D. Teaches them that a true openness means a closed-ness to all the charms that make us comfortable with the present.(page 42)
How does one question this Openness I, amour-propre, which is based on a philosophical premise that is recursive, that develops its own proof out of itself?
[page 39] This premise is unproven and dogmatically asserted for what are largely political reasons. History and culture are interpreted in the light of it, and then are said to prove the premise.This is the Great Closing that Bloom promises in the title of his book:
[page 34] Actually openness [ Openness I ] results in American conformism - out there in the rest of the world is a drab diversity that teaches only that values are relative, whereas here we can create all the life-styles we want. Our openness means we do not need others. Thus what is advertised as a great opening is a great closing. No longer is there a hope that there are great wise men in other places and times who can reveal the truth about life - except for the few remaining young people who look for a quick fix from a guru. . . . None of this concerns those who promote the new curriculum.....

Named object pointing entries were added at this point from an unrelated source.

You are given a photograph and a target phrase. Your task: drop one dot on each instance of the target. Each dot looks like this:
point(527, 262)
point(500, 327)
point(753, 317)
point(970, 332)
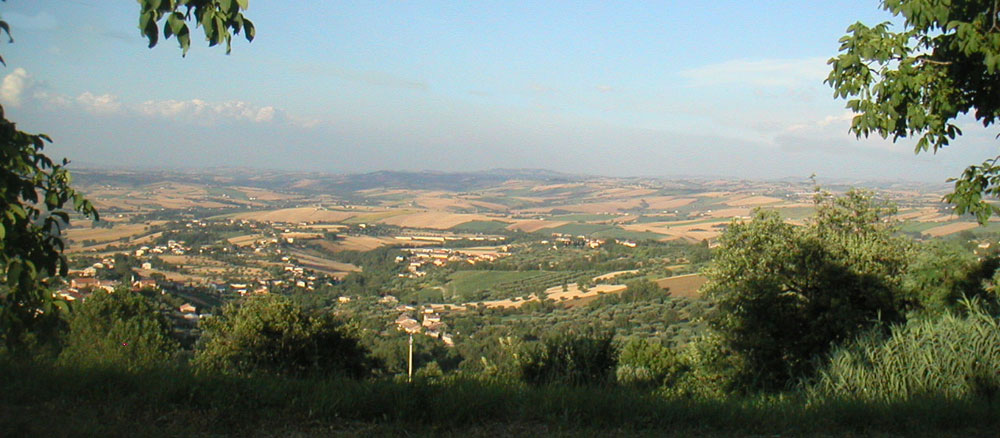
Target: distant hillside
point(322, 182)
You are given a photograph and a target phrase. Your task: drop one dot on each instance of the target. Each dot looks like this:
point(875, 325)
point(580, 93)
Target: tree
point(944, 63)
point(271, 335)
point(943, 273)
point(785, 293)
point(36, 195)
point(121, 329)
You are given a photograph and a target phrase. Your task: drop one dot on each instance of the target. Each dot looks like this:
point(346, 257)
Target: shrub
point(271, 335)
point(117, 330)
point(646, 364)
point(569, 360)
point(785, 294)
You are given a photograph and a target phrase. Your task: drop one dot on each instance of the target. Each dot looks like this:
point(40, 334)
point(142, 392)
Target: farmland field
point(466, 285)
point(481, 227)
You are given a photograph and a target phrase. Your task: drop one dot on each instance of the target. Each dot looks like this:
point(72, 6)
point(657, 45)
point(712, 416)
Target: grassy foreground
point(44, 400)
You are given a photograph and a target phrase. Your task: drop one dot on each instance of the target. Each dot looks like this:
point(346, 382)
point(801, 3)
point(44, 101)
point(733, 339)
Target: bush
point(785, 294)
point(271, 335)
point(569, 360)
point(646, 364)
point(952, 356)
point(117, 330)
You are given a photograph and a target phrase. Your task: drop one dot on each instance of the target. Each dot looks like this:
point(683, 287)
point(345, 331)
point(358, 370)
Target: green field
point(481, 227)
point(618, 233)
point(795, 212)
point(582, 217)
point(469, 285)
point(920, 227)
point(226, 191)
point(375, 217)
point(579, 229)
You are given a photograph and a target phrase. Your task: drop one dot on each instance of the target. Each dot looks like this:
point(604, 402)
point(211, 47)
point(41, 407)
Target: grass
point(43, 400)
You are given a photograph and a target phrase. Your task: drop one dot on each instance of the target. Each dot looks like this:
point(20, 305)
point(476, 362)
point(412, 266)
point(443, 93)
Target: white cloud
point(40, 21)
point(203, 112)
point(99, 104)
point(14, 86)
point(760, 73)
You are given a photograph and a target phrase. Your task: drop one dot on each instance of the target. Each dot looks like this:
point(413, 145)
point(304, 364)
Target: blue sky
point(725, 88)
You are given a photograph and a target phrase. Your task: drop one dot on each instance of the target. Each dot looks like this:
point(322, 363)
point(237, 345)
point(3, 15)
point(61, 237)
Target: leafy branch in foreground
point(945, 63)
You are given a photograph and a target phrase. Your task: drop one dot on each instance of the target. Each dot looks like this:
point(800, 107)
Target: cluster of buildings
point(172, 247)
point(571, 240)
point(430, 323)
point(421, 257)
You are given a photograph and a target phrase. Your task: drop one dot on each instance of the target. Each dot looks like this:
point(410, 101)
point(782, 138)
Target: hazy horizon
point(729, 90)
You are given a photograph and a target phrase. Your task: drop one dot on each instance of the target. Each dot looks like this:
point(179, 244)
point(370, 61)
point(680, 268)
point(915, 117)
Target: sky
point(658, 88)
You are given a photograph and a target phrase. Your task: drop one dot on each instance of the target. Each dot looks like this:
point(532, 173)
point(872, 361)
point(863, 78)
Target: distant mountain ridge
point(326, 182)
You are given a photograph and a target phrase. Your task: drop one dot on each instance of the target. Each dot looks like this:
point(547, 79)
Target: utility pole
point(409, 374)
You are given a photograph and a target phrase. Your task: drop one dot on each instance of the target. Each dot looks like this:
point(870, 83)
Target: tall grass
point(175, 401)
point(954, 357)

That first form of openness, the openness of indifference or amour-propre, is at the root of the wave of relativism that swept into university campuses in the 1960's, actually broke down the doors, occupied administrative offices, and held professors at gunpoint . This openness is a relativism that says "all endeavors are of equal value" -- that the study of Shakespeare equal, eg, to the study of how hummingbirds fly.

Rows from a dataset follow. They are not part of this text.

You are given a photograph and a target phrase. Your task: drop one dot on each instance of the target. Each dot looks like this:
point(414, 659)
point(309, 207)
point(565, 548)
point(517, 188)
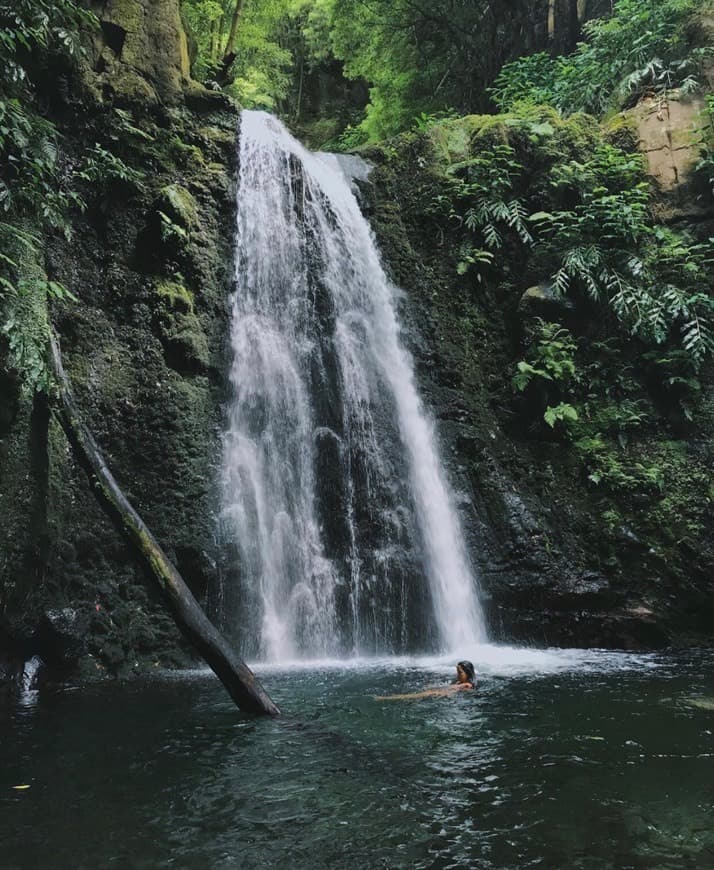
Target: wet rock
point(60, 638)
point(178, 205)
point(543, 300)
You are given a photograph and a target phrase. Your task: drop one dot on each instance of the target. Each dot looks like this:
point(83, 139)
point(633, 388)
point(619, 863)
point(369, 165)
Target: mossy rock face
point(178, 205)
point(185, 342)
point(623, 557)
point(142, 350)
point(175, 296)
point(621, 131)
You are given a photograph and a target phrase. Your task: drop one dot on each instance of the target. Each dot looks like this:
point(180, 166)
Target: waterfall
point(346, 537)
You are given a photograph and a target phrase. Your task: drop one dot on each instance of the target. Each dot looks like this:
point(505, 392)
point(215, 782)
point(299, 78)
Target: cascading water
point(346, 537)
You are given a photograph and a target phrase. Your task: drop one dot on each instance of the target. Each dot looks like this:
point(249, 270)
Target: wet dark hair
point(468, 669)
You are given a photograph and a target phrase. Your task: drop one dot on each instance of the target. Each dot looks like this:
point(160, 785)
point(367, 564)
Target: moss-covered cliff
point(152, 155)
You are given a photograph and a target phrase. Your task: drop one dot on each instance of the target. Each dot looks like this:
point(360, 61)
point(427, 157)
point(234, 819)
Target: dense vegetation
point(34, 196)
point(608, 352)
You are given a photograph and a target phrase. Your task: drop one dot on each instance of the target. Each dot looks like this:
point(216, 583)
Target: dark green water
point(565, 760)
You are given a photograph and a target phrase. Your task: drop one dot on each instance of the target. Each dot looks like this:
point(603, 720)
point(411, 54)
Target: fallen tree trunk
point(238, 679)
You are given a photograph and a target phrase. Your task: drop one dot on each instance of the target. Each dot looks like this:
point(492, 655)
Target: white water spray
point(326, 428)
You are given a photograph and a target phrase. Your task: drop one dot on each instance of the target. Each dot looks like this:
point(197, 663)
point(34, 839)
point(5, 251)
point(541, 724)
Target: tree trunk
point(238, 679)
point(229, 55)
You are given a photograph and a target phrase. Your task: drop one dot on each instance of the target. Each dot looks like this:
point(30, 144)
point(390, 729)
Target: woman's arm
point(427, 693)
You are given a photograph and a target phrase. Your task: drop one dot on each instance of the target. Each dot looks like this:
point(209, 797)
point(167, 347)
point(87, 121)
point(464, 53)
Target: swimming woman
point(465, 679)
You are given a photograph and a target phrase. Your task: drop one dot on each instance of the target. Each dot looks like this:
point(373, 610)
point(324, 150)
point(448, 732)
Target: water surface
point(560, 759)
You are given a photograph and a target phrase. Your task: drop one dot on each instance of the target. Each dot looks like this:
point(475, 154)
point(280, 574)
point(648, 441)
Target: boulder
point(543, 300)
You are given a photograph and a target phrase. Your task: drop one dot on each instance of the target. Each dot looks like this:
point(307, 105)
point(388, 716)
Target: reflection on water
point(574, 759)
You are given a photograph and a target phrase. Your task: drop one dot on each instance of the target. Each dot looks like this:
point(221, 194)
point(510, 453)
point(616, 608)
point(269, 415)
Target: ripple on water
point(560, 759)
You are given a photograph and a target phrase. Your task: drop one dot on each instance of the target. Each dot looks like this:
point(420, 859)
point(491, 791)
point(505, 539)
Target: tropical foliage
point(33, 196)
point(643, 46)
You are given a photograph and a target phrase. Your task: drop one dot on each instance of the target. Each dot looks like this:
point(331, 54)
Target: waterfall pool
point(560, 759)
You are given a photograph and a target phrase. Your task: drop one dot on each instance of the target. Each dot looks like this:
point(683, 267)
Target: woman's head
point(465, 672)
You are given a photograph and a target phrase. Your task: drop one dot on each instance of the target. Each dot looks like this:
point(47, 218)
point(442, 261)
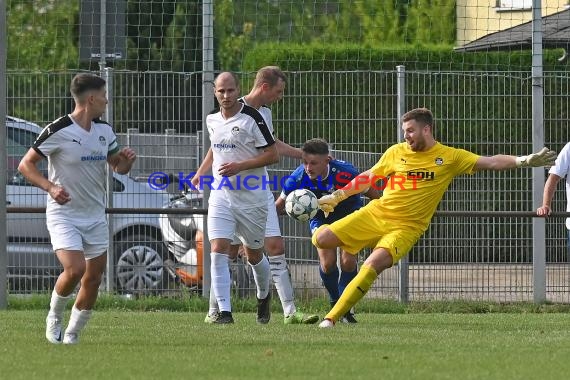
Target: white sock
point(78, 320)
point(221, 280)
point(282, 280)
point(57, 304)
point(261, 275)
point(213, 307)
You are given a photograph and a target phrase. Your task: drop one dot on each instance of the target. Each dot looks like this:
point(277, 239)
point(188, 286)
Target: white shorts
point(272, 226)
point(247, 224)
point(92, 238)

Using these concepts of amour propre and amour soi of Rousseau, Bloom shows that this relativism is based on a self-esteem that comes from others' opinions, a poll-based self-esteem. So that what determines the curriculum is what's popular and easy to understand currently in society.
The other kind of openness he talks about is an openness to study historical and cultural texts and material in their original form, and to be open to develop one's own thoughts from them rather than accepting at first glance, without questioning, the opinions of so-called experts in the field in their textbooks, which may be scholarly but necessarily shallow rehashes of the original texts. Only by such independent and internal self-assessment can one arrive at amour soi -- a self-love and esteem that comes from within oneself rather than from others opinions.
How does Allan Bloom say that we might re-invigorate the college and university curriculum? He suggests that a return to the use of original texts and materials is key. To assign students Dante's "Inferno" rather than a synopsis of classical poems to read. To read Shakespeare plays, not a critical review of his plays. To read Machiavelli, Hobbes, Kant, Freud in the original and to form one's own judgments as what are the important questions and what the answers to these questions are for oneself. That method can have the salubrious effect of actually leading the students to discover a great value, a vital understanding that can only come from directly confronting the authors in their original words in context, and from that discovery to create a royal road to future learning in their students hearts.
In short, Bloom says, "One has to have the experience of really believing before one can have the thrill of liberation." That may indeed be the kind of "liberation" that is at the very root of what we mean by "liberal education."